Ce livre, compilation de différents articles retravaillés par l’auteur pour leur donner la cohérence de l’essai, analyse avec talent les débats historiographiques autour des violences du monde contemporain. Traverso y aborde certaines de ses thématiques de prédilection (le fascisme, le totalitarisme, le génocide...), poursuivant sans redondances un dialogue fécond avec les penseurs des cataclysmes du XXe siècle. Il s’intègre ainsi dans la lignée d’une « histoire des concepts », outils indispensables selon lui pour « déconstruire les mots par lesquels l’histoire se fait, ses acteurs la conçoivent et la représentent ».

Parmi les nombreux axes sillonnant sa réflexion, l’auteur remet en cause l’idée, communément partagée, du récent surgissement des mémoires comme entrave au métier d’historien. Il montre comment l’écriture d’une histoire de la Shoah peut, par exemple, difficilement s’affranchir du recours aux témoignages des victimes, sans risquer de relativiser la dimension criminelle du nazisme. Ce faisant, c’est toute la posture rituelle de l’historien, drapé dans le « devoir déontologique d’objectivité », qui est sur la sellette. Traverso remarque comment les historiens du fascisme qui ont observé le phénomène « de l’intérieur », en se démarquant d’une lecture « politisée », ont fini par en sous-estimer des traits aussi essentiels que l’anticommunisme ou la violence extrême.

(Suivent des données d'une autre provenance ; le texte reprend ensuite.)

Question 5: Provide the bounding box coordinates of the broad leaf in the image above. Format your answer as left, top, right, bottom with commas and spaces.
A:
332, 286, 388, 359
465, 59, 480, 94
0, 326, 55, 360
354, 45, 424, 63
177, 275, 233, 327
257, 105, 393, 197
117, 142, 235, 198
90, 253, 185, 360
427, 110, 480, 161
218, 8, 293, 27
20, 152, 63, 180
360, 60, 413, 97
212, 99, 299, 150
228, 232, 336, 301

Au fond, les plus lucides seraient peut-être ces intellectuels exilés, dotés, en compensation du déracinement, d’un « privilège épistémologique » qui leur permettrait « de regarder l’histoire et d’interroger le présent du point de vue des vaincus ». Ceux-là furent souvent parmi les plus prompts à dénoncer l’horreur des camps d’extermination, du goulag ou d’Hiroshima.

La tension entre pensée critique et engagement, entre ascèse de la distance et empathie, se retrouve aussi dans la démarche comparatiste dont l’auteur démontre une nouvelle fois la valeur heuristique. Moyen d’historiciser et de désacraliser l’événement, le comparatisme de Traverso sert aussi à débusquer les amalgames et les vocables abusifs  : ainsi lorsqu’il souligne l’usage inflationniste de la notion de génocide, les ambiguïtés du concept foucaldien de bio-pouvoir ou les dérives analogiques de la référence au totalitarisme. Le livre offre d’ailleurs une nouvelle occasion de démonter les arguments de ceux qui voient des affinités entre communisme et nazisme  : nous ne sommes pas surpris, ni fâchés, de lire ici que les thèses de Furet sur les liens congénitaux qu’entretiendraient totalitarisme et révolution relèvent du « stalinisme renversé » du renégat « qui continue à voir le monde en noir et blanc » (Deutscher). Si l’auteur reconnaît que la vision de l’histoire d’Hobsbawm est bien plus « fructueuse », il est aussi plutôt sévère avec le Britannique, soulignant les points aveugles et les incongruités de son Âge des extrêmes  : marginalisation de la révolte des peuples colonisés, absence des victimes de la Shoah, indifférence à l’événement et regard complaisant sur le stalinisme. L’ouvrage foisonnant de Traverso est au final une belle réussite  : il nourrit et clarifie la pensée  ; il incite surtout à la vigilance face à l’instrumentalisation de l’histoire, à la tentation de comparer l’incomparable... ou de justifier l’injustifiable.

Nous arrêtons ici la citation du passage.